Nasrin Ghadri è l’ultima vittima della polizia morale, ma le proteste delle donne iraniane non si fermano

Ancora sangue in Iran, con la giovane Nasrin Ghadri, dottoranda di filosofia a Teheran, morta sotto i colpi dei manganelli. Ma, intanto, il movimento contro il regime del Paese innescato dalla morte di Mahsa Amini continua a resistere e a fronteggiare la repressione

Nuove proteste sono scoppiate negli ultimi giorni in Iran nelle università e nel nord-ovest del Paese, in gran parte curdo. Un lungo e rumoroso e sofferto movimento anti-regime che dura ormai da sette settimane e resiste a una feroce repressione.

Le proteste, innescate a metà settembre dalla morte di Mahsa Amini dopo che era stata arrestata per presunta violazione delle rigide regole di abbigliamento per le donne, si sono trasformate nel più grande dissenso nei confronti della leadership dalla rivoluzione del 1979.

E, a differenza delle manifestazioni che scattarono nel novembre 2019, queste vedono la partecipazione di chiunque, in maniera trasversale tra le classi sociali, nelle università, nelle strade e persino nelle scuole, senza mostrare alcun segno di cedimento.

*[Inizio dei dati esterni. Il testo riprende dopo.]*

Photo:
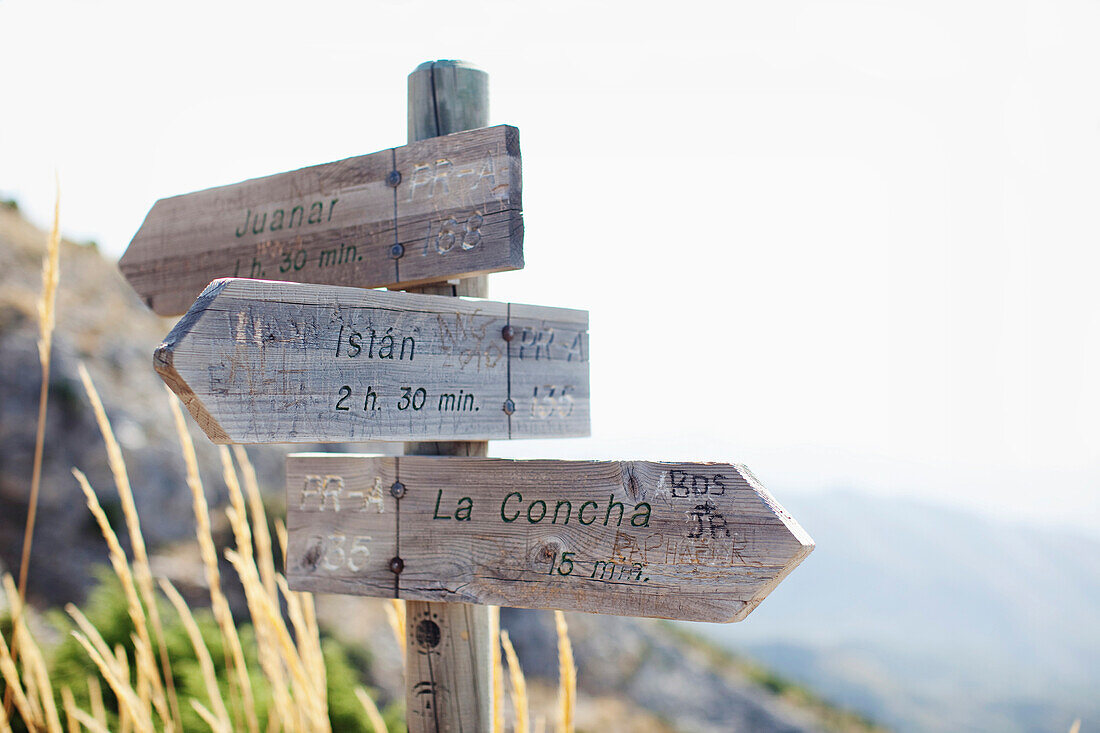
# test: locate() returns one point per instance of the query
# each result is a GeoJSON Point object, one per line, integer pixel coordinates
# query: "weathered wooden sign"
{"type": "Point", "coordinates": [260, 361]}
{"type": "Point", "coordinates": [431, 210]}
{"type": "Point", "coordinates": [700, 542]}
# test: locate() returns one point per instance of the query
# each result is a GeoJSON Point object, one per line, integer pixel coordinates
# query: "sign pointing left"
{"type": "Point", "coordinates": [437, 209]}
{"type": "Point", "coordinates": [259, 361]}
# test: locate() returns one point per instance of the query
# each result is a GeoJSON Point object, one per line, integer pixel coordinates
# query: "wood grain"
{"type": "Point", "coordinates": [448, 681]}
{"type": "Point", "coordinates": [260, 361]}
{"type": "Point", "coordinates": [457, 211]}
{"type": "Point", "coordinates": [697, 542]}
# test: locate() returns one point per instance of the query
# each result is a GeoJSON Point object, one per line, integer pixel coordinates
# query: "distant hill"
{"type": "Point", "coordinates": [930, 619]}
{"type": "Point", "coordinates": [635, 675]}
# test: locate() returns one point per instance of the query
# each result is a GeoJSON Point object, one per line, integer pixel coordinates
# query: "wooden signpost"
{"type": "Point", "coordinates": [428, 211]}
{"type": "Point", "coordinates": [443, 527]}
{"type": "Point", "coordinates": [695, 542]}
{"type": "Point", "coordinates": [260, 361]}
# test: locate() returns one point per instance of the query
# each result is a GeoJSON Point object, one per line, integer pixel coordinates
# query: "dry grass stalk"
{"type": "Point", "coordinates": [68, 702]}
{"type": "Point", "coordinates": [96, 695]}
{"type": "Point", "coordinates": [494, 636]}
{"type": "Point", "coordinates": [120, 685]}
{"type": "Point", "coordinates": [121, 570]}
{"type": "Point", "coordinates": [567, 676]}
{"type": "Point", "coordinates": [274, 664]}
{"type": "Point", "coordinates": [518, 687]}
{"type": "Point", "coordinates": [372, 711]}
{"type": "Point", "coordinates": [47, 306]}
{"type": "Point", "coordinates": [260, 533]}
{"type": "Point", "coordinates": [219, 604]}
{"type": "Point", "coordinates": [4, 723]}
{"type": "Point", "coordinates": [141, 570]}
{"type": "Point", "coordinates": [312, 710]}
{"type": "Point", "coordinates": [206, 664]}
{"type": "Point", "coordinates": [89, 721]}
{"type": "Point", "coordinates": [309, 647]}
{"type": "Point", "coordinates": [395, 614]}
{"type": "Point", "coordinates": [14, 684]}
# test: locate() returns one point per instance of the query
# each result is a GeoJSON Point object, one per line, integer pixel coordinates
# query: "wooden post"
{"type": "Point", "coordinates": [449, 674]}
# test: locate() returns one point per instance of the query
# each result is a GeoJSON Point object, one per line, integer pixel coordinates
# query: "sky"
{"type": "Point", "coordinates": [850, 244]}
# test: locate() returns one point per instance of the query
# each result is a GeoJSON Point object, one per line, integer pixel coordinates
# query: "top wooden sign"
{"type": "Point", "coordinates": [440, 208]}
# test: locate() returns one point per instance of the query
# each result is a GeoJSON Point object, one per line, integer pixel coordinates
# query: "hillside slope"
{"type": "Point", "coordinates": [931, 619]}
{"type": "Point", "coordinates": [635, 675]}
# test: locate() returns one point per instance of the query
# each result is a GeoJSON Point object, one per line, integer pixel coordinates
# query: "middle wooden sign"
{"type": "Point", "coordinates": [261, 361]}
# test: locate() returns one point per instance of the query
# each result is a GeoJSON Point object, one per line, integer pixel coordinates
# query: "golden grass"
{"type": "Point", "coordinates": [47, 306]}
{"type": "Point", "coordinates": [518, 687]}
{"type": "Point", "coordinates": [494, 634]}
{"type": "Point", "coordinates": [567, 677]}
{"type": "Point", "coordinates": [292, 663]}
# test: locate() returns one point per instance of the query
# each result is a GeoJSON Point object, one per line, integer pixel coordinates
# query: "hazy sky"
{"type": "Point", "coordinates": [846, 243]}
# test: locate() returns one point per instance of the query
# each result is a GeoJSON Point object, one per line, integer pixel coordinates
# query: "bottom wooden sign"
{"type": "Point", "coordinates": [697, 542]}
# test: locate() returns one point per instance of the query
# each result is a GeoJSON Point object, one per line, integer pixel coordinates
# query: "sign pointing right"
{"type": "Point", "coordinates": [694, 542]}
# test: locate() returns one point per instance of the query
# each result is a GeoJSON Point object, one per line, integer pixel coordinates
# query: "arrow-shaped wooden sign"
{"type": "Point", "coordinates": [699, 542]}
{"type": "Point", "coordinates": [431, 210]}
{"type": "Point", "coordinates": [260, 361]}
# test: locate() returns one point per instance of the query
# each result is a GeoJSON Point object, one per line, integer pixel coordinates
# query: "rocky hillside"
{"type": "Point", "coordinates": [634, 675]}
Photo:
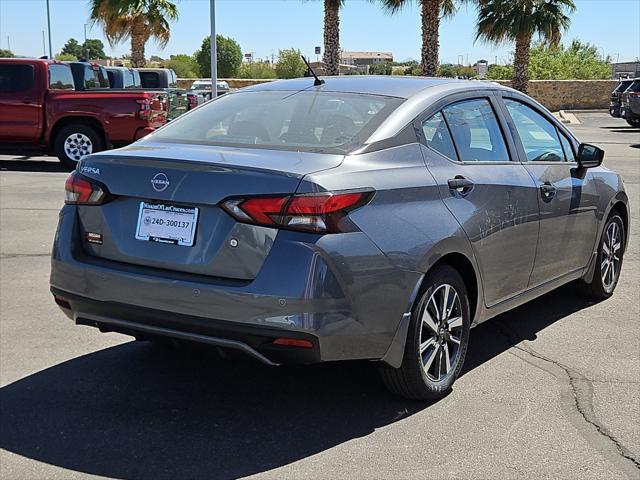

Ma il bilancio delle vittime da parte della polizia morale cresce inesorabilmente e si avvicina a 300 persone circa.

L’ultima protesta è stata scatenata dalla morte a Teheran di una dottoranda 35enne curda di Marivan, Nasrin Ghadri, massacrata e picchiata in testa dalla polizia. Anche lei era scesa in piazza per far urlare contro quel sistema di potere opprimente ma, colpita più volte, è andata in coma per morire poco dopo.

Nasrin non sarà l’ultima vittima di questo surreale processo, basti pensare che la maggioranza dei membri del Parlamente ha chiesto la pena di morte per i manifestanti arrestati durante le sommosse in piazza. Quei dimostranti, per lo più ragazze e ragazzi, ono chiamati “nemici di Dio” e sarebbero incitati “dagli Stati Uniti e da altri nemici”.